Lightning is a 1988 thriller novel by American writer Dean Koontz. The novel tells the story of a woman born during a freak lightning storm and the mysterious blond-haired stranger who appears out of nowhere again and again to save her from tragedy.

==Plot==
As Laura Shane is born in January 1955, during a freak lightning storm, a mysterious blond stranger prevents a drunken doctor from attending to the difficult delivery. Throughout Laura's life, the man reappears several times to save Laura and her family from danger, always preceded by a bolt of lightning. Over the years, Laura begins to think of this man as her guardian angel. The blond man turns out to be Stefan, a German who was involved in secret Nazi time traveling experiments, sending agents to the future to uncover ways to change the outcome of World War II. Stefan had previously arrived in an alternate version of 1984 and had seen the results of allowing the drunk doctor to participate in the delivery. In that timeline Laura became a quadriplegic who, despite her disability, wrote beautiful books of poetry which inspired Stefan to renounce his mission, and travel to difficult parts of her life to change them. However, his superior Kokoschka became suspicious of him and followed him, sending assassins into the future to learn of their path. These four assassins are responsible for all the narrow escapes Laura has experienced throughout her life.

With the aid of modern technology, Stefan prepares to go back to his own time.
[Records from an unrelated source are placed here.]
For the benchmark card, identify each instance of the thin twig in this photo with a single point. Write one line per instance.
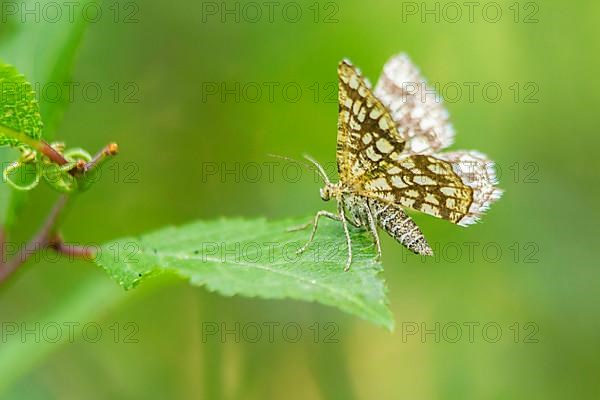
(50, 152)
(110, 149)
(40, 240)
(70, 250)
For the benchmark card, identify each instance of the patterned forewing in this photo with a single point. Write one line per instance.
(365, 128)
(418, 111)
(421, 182)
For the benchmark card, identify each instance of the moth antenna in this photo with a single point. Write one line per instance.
(313, 165)
(319, 168)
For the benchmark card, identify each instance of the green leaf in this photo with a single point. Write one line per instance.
(44, 51)
(257, 258)
(19, 109)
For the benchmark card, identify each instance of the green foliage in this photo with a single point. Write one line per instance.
(19, 110)
(257, 258)
(44, 51)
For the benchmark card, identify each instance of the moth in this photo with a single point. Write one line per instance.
(388, 157)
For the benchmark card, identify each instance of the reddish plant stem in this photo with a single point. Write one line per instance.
(70, 250)
(47, 150)
(39, 241)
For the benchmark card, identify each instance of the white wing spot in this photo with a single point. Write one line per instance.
(384, 146)
(373, 155)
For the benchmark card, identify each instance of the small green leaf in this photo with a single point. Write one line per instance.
(257, 258)
(19, 109)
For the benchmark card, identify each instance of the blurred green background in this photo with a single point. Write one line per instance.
(164, 56)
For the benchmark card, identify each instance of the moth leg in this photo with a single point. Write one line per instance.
(315, 223)
(373, 229)
(347, 233)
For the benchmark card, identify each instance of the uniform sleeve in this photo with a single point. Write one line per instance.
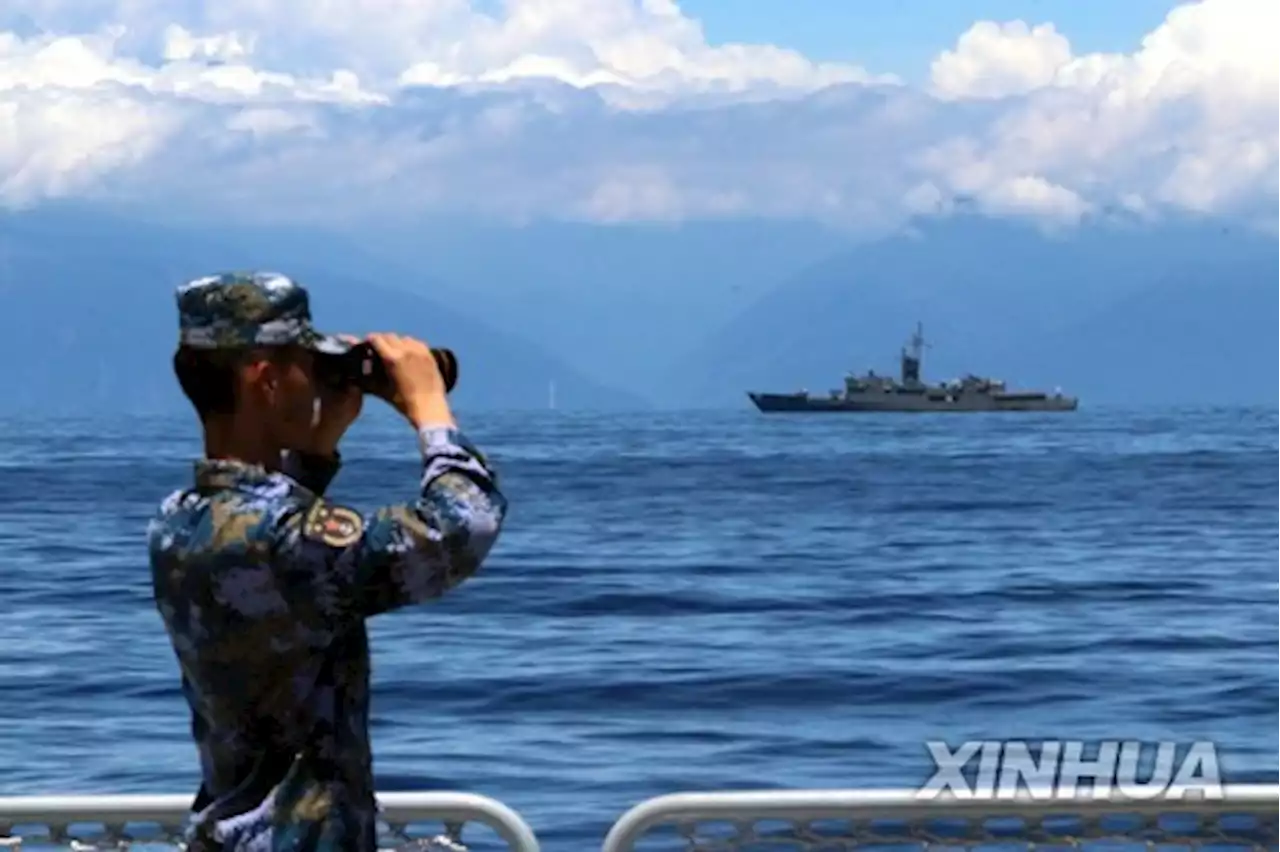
(334, 566)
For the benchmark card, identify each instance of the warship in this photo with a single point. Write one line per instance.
(873, 393)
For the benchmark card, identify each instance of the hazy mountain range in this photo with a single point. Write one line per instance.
(689, 316)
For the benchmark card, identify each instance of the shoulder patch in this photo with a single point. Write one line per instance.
(333, 525)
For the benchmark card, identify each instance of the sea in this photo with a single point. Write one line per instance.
(702, 601)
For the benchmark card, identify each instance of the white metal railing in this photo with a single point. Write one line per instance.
(918, 818)
(115, 820)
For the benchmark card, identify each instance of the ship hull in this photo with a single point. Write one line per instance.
(912, 403)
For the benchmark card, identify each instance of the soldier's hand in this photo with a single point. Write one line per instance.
(338, 411)
(416, 379)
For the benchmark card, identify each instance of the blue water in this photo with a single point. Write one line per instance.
(699, 601)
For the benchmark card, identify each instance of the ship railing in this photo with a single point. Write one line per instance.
(424, 821)
(1244, 818)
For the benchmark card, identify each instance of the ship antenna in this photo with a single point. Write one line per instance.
(912, 362)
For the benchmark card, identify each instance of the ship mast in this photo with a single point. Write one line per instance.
(910, 361)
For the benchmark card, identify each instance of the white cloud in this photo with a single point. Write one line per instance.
(621, 109)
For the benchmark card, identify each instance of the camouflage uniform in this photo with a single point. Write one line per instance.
(264, 586)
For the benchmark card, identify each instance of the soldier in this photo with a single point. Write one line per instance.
(264, 583)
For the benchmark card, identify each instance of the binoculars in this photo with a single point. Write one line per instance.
(362, 367)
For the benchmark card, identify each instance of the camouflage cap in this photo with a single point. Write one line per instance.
(234, 310)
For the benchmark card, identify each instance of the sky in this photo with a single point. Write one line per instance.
(906, 36)
(855, 114)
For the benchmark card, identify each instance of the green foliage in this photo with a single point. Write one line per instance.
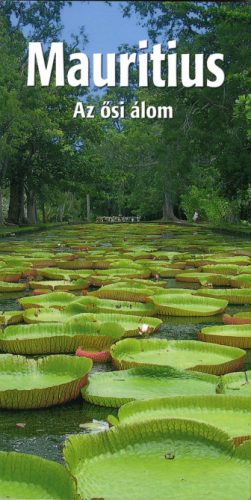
(211, 206)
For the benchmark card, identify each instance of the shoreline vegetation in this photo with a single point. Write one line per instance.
(54, 168)
(15, 230)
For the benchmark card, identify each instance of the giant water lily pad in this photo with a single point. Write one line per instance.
(26, 477)
(234, 295)
(238, 383)
(133, 325)
(233, 335)
(58, 300)
(242, 318)
(232, 414)
(241, 281)
(188, 305)
(44, 315)
(11, 317)
(135, 292)
(46, 338)
(28, 383)
(79, 284)
(147, 382)
(181, 354)
(204, 278)
(169, 458)
(94, 304)
(12, 287)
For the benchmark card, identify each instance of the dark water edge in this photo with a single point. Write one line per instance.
(46, 430)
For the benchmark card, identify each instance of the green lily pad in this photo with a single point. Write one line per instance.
(188, 305)
(237, 383)
(26, 477)
(79, 284)
(11, 317)
(44, 315)
(28, 383)
(203, 278)
(119, 387)
(94, 304)
(233, 335)
(127, 291)
(58, 300)
(231, 414)
(233, 296)
(169, 458)
(241, 281)
(181, 354)
(133, 325)
(11, 287)
(44, 338)
(242, 318)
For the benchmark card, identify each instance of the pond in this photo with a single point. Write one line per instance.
(45, 430)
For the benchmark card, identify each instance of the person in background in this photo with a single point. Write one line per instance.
(196, 216)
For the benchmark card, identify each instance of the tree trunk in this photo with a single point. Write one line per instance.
(168, 209)
(1, 207)
(88, 207)
(16, 204)
(31, 208)
(43, 213)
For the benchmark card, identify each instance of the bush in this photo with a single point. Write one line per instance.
(212, 207)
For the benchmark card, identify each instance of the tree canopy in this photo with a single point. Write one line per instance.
(157, 168)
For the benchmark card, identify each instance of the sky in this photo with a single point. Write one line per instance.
(105, 26)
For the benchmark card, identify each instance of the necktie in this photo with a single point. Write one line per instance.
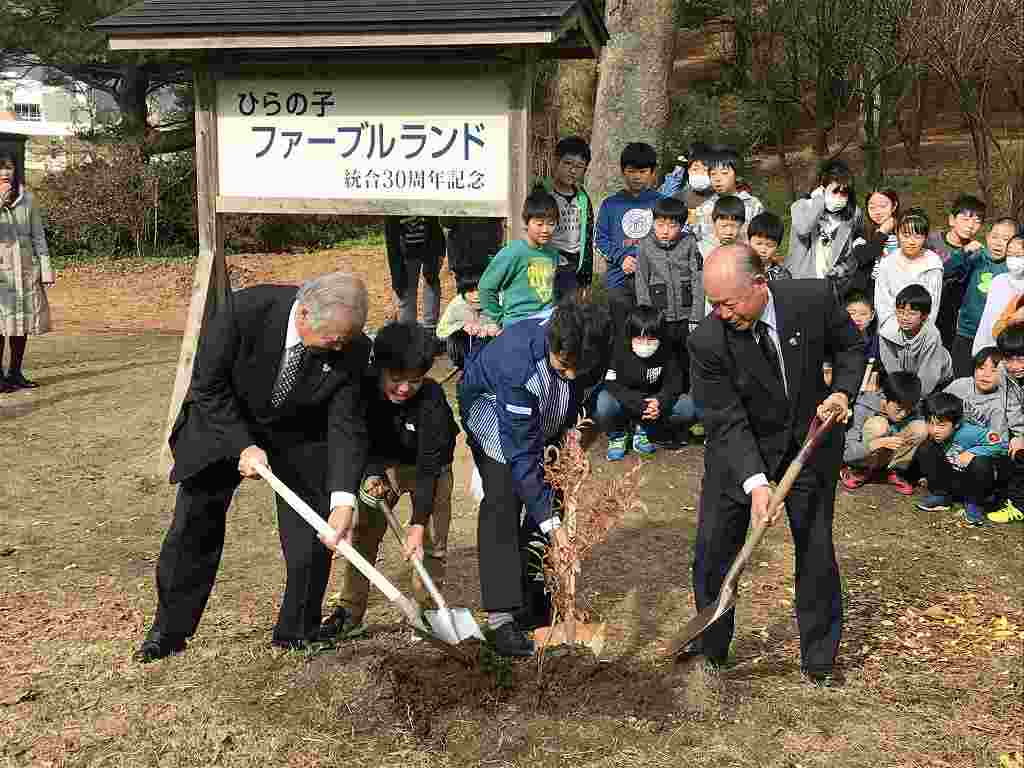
(289, 373)
(768, 349)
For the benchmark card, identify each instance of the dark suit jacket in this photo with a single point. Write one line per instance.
(752, 426)
(227, 407)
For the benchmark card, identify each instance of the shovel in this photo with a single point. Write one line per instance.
(451, 625)
(727, 596)
(409, 607)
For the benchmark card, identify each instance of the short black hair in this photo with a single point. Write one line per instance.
(913, 220)
(766, 224)
(985, 354)
(969, 204)
(903, 388)
(670, 208)
(540, 204)
(638, 155)
(1011, 342)
(729, 207)
(644, 321)
(572, 145)
(722, 156)
(944, 407)
(579, 334)
(403, 346)
(916, 297)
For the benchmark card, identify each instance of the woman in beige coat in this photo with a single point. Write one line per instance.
(25, 269)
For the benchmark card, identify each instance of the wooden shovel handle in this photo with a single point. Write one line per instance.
(814, 435)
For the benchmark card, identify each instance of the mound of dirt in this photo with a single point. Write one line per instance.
(426, 687)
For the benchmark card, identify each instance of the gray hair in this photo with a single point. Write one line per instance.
(334, 296)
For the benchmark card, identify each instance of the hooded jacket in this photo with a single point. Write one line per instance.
(924, 355)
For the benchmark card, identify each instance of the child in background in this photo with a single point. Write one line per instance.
(911, 264)
(1011, 346)
(976, 268)
(862, 314)
(880, 240)
(1004, 297)
(885, 434)
(966, 217)
(824, 227)
(624, 220)
(984, 403)
(643, 386)
(914, 344)
(669, 271)
(765, 236)
(958, 459)
(573, 236)
(519, 281)
(722, 165)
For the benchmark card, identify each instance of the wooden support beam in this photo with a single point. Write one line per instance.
(210, 288)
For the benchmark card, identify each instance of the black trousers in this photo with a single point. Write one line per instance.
(506, 583)
(963, 359)
(723, 519)
(974, 483)
(192, 550)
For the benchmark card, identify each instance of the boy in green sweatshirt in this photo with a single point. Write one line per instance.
(519, 281)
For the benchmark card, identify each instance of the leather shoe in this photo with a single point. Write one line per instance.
(157, 646)
(512, 641)
(16, 380)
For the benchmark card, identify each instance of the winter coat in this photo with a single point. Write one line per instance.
(25, 266)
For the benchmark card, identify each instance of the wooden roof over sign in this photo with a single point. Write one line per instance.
(183, 25)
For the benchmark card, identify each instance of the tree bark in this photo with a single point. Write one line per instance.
(633, 89)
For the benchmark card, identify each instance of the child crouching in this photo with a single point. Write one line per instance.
(643, 386)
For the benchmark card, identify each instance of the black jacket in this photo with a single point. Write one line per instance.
(632, 380)
(431, 253)
(752, 425)
(420, 432)
(227, 407)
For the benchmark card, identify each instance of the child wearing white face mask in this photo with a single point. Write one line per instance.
(1006, 297)
(643, 386)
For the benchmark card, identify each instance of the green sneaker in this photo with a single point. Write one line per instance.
(1007, 513)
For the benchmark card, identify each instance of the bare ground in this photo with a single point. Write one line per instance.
(932, 651)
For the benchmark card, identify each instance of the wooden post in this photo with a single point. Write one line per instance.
(519, 116)
(210, 288)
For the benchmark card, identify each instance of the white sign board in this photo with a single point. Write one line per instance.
(366, 138)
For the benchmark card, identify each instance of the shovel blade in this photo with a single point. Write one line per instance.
(591, 635)
(696, 626)
(461, 627)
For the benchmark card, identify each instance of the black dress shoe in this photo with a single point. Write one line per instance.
(512, 641)
(157, 646)
(16, 380)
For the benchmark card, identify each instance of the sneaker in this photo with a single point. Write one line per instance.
(512, 641)
(641, 443)
(1007, 513)
(973, 514)
(901, 485)
(936, 503)
(616, 448)
(851, 478)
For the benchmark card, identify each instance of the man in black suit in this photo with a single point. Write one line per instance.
(276, 382)
(757, 368)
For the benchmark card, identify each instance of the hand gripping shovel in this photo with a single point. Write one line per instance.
(727, 595)
(409, 607)
(451, 625)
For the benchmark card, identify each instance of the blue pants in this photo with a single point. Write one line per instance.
(610, 417)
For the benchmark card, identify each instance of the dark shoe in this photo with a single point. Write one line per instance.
(512, 641)
(16, 380)
(157, 646)
(823, 678)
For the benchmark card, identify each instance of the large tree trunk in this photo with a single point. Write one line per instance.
(633, 90)
(577, 91)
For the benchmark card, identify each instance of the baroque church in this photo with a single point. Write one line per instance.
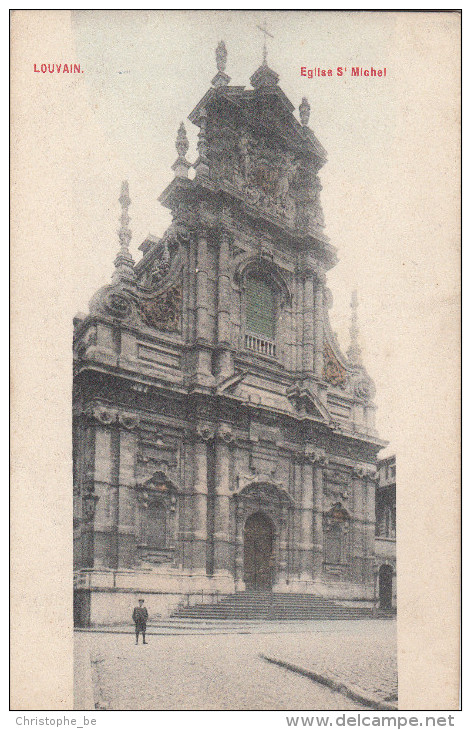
(222, 441)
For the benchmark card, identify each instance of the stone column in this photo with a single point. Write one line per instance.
(203, 368)
(113, 544)
(306, 545)
(358, 525)
(370, 498)
(239, 546)
(308, 322)
(200, 498)
(126, 531)
(225, 365)
(319, 325)
(318, 547)
(98, 479)
(282, 574)
(222, 556)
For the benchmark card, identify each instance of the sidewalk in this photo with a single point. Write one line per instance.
(362, 668)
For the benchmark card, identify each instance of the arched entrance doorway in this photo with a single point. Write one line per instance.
(258, 551)
(385, 586)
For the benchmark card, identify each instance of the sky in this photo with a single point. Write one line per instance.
(143, 73)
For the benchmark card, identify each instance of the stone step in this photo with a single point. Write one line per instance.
(272, 606)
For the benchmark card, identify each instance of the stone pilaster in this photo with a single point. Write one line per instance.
(225, 364)
(306, 536)
(204, 374)
(319, 325)
(308, 322)
(370, 498)
(282, 575)
(239, 549)
(126, 532)
(320, 461)
(200, 498)
(363, 538)
(222, 551)
(358, 527)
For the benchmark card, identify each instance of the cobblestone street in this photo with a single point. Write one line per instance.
(227, 671)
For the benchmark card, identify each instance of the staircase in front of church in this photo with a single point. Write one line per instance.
(272, 607)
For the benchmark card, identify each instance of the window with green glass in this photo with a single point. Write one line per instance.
(260, 308)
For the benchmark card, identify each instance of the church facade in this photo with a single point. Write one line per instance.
(222, 442)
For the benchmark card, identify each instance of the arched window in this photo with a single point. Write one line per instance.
(333, 545)
(260, 315)
(336, 523)
(260, 308)
(153, 525)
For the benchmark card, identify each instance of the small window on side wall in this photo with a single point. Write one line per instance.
(260, 308)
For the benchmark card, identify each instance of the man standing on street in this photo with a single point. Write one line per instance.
(140, 616)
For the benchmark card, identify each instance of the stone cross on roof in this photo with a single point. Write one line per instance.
(266, 33)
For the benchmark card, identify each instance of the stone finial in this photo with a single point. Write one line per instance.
(181, 164)
(182, 145)
(124, 264)
(202, 163)
(125, 201)
(354, 351)
(221, 78)
(221, 56)
(304, 112)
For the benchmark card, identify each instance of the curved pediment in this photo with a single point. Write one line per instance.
(262, 484)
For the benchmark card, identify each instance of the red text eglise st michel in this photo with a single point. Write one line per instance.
(343, 71)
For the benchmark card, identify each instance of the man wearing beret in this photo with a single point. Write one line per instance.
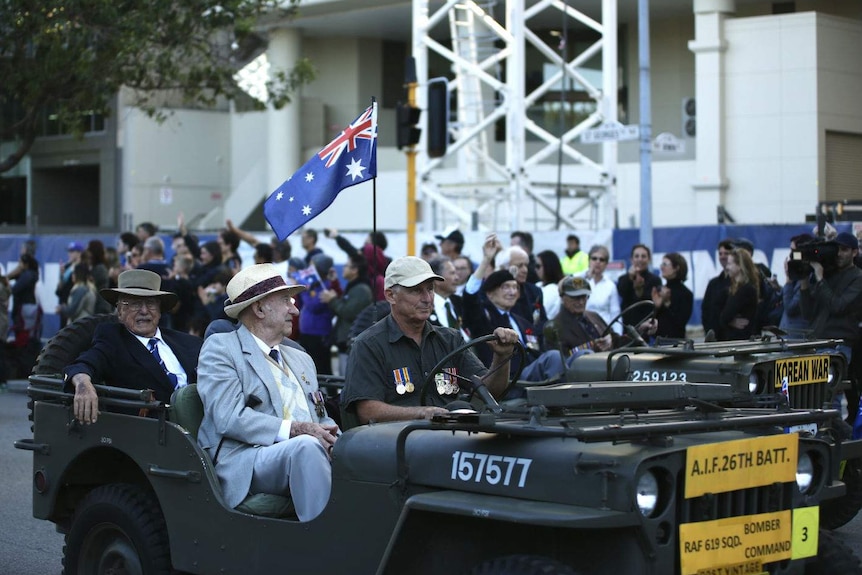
(390, 360)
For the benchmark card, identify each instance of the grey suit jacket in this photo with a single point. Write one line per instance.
(231, 369)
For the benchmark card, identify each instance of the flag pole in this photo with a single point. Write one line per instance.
(372, 265)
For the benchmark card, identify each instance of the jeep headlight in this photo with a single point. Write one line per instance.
(804, 472)
(647, 493)
(753, 382)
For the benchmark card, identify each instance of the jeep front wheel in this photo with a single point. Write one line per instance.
(522, 565)
(833, 556)
(835, 513)
(117, 529)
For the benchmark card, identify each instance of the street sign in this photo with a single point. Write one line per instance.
(668, 143)
(610, 132)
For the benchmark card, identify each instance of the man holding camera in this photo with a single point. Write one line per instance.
(830, 304)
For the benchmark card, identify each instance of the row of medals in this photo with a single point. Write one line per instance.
(444, 382)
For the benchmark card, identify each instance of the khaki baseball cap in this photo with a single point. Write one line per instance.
(409, 271)
(574, 287)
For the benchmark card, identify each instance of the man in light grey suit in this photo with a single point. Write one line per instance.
(265, 425)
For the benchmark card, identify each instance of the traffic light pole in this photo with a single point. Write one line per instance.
(411, 180)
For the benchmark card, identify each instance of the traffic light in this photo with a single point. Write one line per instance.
(438, 117)
(689, 120)
(407, 117)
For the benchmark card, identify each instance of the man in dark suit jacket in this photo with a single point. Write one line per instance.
(134, 353)
(496, 309)
(483, 315)
(448, 307)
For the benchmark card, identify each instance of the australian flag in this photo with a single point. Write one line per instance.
(349, 159)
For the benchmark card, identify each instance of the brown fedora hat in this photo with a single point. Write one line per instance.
(140, 283)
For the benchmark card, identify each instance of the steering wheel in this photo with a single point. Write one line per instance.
(638, 304)
(426, 384)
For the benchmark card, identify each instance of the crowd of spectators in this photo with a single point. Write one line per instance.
(740, 301)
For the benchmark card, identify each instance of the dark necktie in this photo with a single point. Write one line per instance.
(453, 320)
(154, 349)
(512, 324)
(589, 328)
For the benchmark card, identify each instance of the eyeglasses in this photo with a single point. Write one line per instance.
(137, 305)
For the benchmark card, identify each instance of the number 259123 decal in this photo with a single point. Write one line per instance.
(491, 469)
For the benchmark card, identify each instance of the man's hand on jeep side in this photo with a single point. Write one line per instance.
(86, 403)
(325, 434)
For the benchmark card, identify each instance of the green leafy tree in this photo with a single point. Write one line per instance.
(72, 57)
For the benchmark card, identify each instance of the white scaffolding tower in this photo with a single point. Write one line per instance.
(519, 185)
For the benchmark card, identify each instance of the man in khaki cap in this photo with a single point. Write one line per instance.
(389, 361)
(134, 352)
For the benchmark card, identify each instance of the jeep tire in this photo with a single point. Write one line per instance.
(833, 556)
(835, 513)
(117, 528)
(522, 565)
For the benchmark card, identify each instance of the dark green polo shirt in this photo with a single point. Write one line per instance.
(382, 358)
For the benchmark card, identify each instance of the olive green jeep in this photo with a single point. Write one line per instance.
(764, 372)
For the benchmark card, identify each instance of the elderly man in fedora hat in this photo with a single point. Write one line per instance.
(265, 425)
(134, 353)
(388, 361)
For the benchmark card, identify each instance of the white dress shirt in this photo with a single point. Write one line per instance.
(605, 300)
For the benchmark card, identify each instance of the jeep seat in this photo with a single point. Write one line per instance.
(187, 410)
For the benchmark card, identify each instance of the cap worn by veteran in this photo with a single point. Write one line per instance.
(252, 284)
(497, 279)
(847, 240)
(140, 283)
(409, 271)
(455, 236)
(574, 287)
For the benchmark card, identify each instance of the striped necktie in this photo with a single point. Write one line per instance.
(152, 345)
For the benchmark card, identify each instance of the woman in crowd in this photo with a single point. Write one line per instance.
(82, 298)
(356, 297)
(637, 284)
(739, 308)
(99, 274)
(550, 273)
(228, 243)
(604, 298)
(674, 301)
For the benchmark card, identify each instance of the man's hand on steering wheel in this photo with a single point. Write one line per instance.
(648, 327)
(506, 338)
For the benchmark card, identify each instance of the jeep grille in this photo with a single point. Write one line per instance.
(767, 499)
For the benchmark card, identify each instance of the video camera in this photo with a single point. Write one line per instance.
(818, 250)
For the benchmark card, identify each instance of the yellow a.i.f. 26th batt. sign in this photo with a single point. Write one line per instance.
(740, 464)
(752, 540)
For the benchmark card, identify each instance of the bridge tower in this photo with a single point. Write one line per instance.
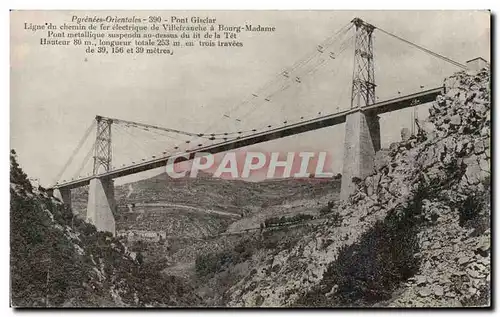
(362, 130)
(101, 200)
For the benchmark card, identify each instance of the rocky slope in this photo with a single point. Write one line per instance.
(415, 233)
(59, 260)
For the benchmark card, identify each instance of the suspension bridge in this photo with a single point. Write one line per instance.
(361, 119)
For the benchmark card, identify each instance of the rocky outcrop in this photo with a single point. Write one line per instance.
(442, 177)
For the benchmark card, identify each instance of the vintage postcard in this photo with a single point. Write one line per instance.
(250, 159)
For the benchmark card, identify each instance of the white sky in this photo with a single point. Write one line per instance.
(56, 93)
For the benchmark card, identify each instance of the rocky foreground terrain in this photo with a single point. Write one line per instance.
(416, 233)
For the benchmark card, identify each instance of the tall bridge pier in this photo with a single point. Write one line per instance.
(362, 129)
(101, 204)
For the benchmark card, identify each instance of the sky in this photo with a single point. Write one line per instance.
(56, 92)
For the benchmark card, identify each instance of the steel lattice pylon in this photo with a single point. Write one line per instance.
(363, 77)
(102, 150)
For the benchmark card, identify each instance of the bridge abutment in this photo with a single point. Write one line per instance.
(362, 141)
(101, 204)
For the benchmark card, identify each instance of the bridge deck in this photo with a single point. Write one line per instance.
(273, 134)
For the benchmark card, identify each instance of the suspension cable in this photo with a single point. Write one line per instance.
(77, 148)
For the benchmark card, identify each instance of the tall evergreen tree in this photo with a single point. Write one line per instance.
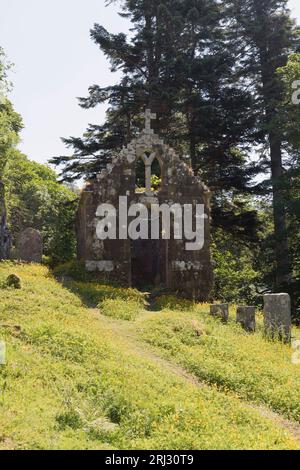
(265, 35)
(179, 63)
(10, 126)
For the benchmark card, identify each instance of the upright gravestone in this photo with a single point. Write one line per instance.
(30, 246)
(246, 317)
(277, 316)
(220, 311)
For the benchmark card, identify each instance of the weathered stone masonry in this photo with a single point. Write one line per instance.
(146, 261)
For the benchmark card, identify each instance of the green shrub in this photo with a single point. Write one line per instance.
(120, 309)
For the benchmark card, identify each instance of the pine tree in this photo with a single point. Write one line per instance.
(265, 35)
(10, 126)
(179, 63)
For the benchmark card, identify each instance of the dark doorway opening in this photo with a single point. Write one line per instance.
(146, 263)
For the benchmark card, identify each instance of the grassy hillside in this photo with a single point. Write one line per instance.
(94, 367)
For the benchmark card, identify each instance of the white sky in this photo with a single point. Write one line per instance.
(56, 61)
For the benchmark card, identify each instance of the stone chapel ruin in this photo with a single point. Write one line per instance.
(146, 261)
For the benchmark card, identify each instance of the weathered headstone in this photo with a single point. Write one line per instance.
(30, 246)
(13, 281)
(277, 316)
(246, 317)
(220, 311)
He makes a jump to see Winston Churchill and convinces him that the institute containing the time machine must be bombed; Churchill agrees. Stefan also makes a trip to Adolf Hitler, to convince the dictator of various threads that must be cleared up, in reality sabotaging the German war effort.

While he is gone, Laura and her son Chris are attacked by more Nazis, as records of a police stop have been discovered. Stefan returns to find Laura and Chris dead. He works around the time limit of the machine by sending Laura a message to save them. Despite this, Chris and Laura still have to battle all four men themselves. Laura kills all four men pursuing them and protects Chris as best she can. In the long months that follow, Laura and Chris are questioned by the police. They soon believe a story of "drug dealers who wanted revenge." Stefan and Laura are reunited and fall in love.

== Publication history ==
Lightning was published by G. P. Putnam's Sons in 1988. A 2003 reprinting includes a new afterword by the author, discussing editorial politics.

==Reception==
Publishers Weekly wrote: "The reader senses that the author got too caught up in the trick of the lightning, and inadvertently stole the thunder from the rest of this potentially intriguing tale." Kirkus Reviews said: "Shame on Koontz for following up his best chiller yet (the exciting, inspired Watchers) with this erratic popcorn that nearly buries its neat premise [...] under soap operatics more absurd than any purveyed in his earlier novels. Kirkus reviewed a 1988 audiobook version and said: "This is an unsatisfactory abridgment. Even a listener who hasn't read the book will be aware of large gaps of missing information."